Internet via satélite pode injetar até R$ 89 bilhões no PIB brasileiro até 2035
Relatório da Oxford Economics projeta que a internet via satélites de órbita terrestre baixa pode injetar até R$ 89 bilhões no PIB brasileiro até 2035. A estimativa considera três cenários de adoção, variando entre 5,9 milhões e 14 milhões de usuários. A tecnologia visa ampliar a conectividade em áreas rurais e remotas

A implementação de internet via satélites de órbita terrestre baixa (LEO) pode injetar até R$ 89 bilhões no Produto Interno Bruto (PIB) brasileiro até 2035. O dado integra um relatório da Oxford Economics, encomendado pela Amazon, que projeta o impacto da tecnologia na produtividade, na infraestrutura e na geração de empregos no país.

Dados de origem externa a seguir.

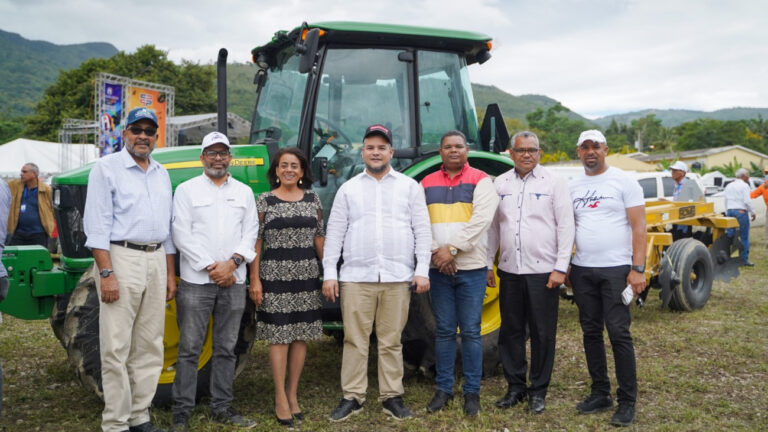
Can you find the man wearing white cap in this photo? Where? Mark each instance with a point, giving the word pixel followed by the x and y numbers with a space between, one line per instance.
pixel 215 226
pixel 686 190
pixel 609 210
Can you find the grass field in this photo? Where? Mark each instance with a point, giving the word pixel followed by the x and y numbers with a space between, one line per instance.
pixel 700 371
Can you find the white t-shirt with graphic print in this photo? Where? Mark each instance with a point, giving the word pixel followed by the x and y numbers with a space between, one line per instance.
pixel 603 234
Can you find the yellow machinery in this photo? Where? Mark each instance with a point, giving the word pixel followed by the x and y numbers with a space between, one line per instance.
pixel 684 268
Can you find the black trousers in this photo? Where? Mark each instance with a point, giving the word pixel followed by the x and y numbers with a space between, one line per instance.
pixel 525 299
pixel 20 239
pixel 597 292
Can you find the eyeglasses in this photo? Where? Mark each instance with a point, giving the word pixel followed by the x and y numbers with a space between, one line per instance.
pixel 531 151
pixel 211 154
pixel 137 131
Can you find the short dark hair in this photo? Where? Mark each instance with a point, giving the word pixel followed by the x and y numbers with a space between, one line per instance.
pixel 451 133
pixel 306 179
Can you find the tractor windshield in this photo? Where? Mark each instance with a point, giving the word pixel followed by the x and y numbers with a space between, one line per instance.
pixel 278 113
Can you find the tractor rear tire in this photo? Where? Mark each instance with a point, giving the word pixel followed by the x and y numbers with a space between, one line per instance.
pixel 419 341
pixel 81 323
pixel 693 265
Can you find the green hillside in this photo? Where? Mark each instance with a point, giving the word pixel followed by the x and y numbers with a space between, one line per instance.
pixel 515 106
pixel 29 67
pixel 676 117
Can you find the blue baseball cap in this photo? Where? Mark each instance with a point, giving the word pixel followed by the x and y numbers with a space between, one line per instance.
pixel 141 114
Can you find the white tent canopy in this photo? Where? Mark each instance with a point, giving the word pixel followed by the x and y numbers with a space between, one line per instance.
pixel 51 158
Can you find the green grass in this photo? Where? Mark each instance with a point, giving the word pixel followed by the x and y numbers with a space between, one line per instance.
pixel 704 370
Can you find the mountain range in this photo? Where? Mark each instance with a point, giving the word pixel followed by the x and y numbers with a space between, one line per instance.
pixel 29 67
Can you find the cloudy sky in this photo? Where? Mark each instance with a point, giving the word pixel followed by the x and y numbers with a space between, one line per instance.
pixel 597 57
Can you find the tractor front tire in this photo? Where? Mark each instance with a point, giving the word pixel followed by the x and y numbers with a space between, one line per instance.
pixel 694 271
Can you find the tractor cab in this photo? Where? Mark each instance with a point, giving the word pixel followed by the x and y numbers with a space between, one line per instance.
pixel 321 85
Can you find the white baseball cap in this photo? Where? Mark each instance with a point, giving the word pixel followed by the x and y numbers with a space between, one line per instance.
pixel 679 165
pixel 591 135
pixel 214 138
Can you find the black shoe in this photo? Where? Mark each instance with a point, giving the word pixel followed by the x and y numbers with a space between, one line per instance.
pixel 145 427
pixel 536 404
pixel 471 404
pixel 510 399
pixel 284 422
pixel 438 401
pixel 346 408
pixel 594 404
pixel 179 423
pixel 231 417
pixel 625 415
pixel 396 408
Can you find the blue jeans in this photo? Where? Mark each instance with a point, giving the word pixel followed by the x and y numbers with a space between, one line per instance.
pixel 194 306
pixel 458 301
pixel 743 217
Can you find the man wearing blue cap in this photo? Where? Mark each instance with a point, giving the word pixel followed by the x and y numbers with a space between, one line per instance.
pixel 128 224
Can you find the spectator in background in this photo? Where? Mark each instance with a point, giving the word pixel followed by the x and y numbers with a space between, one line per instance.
pixel 686 190
pixel 5 205
pixel 737 204
pixel 762 190
pixel 30 220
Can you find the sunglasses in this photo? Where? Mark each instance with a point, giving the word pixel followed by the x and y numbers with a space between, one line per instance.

A viabilidade econômica da tecnologia LEO reside na sua arquitetura: os satélites orbitam a Terra entre 20 e 60 vezes mais próximos do que os sistemas geoestacionários. Essa configuração reduz a latência, acelera a navegação e oferece uma experiência similar à internet fixa urbana, com a vantagem de ser menos suscetível a falhas físicas que afetam as redes terrestres. O modelo torna-se a alternativa principal para regiões onde a instalação de infraestrutura convencional é financeiramente complexa.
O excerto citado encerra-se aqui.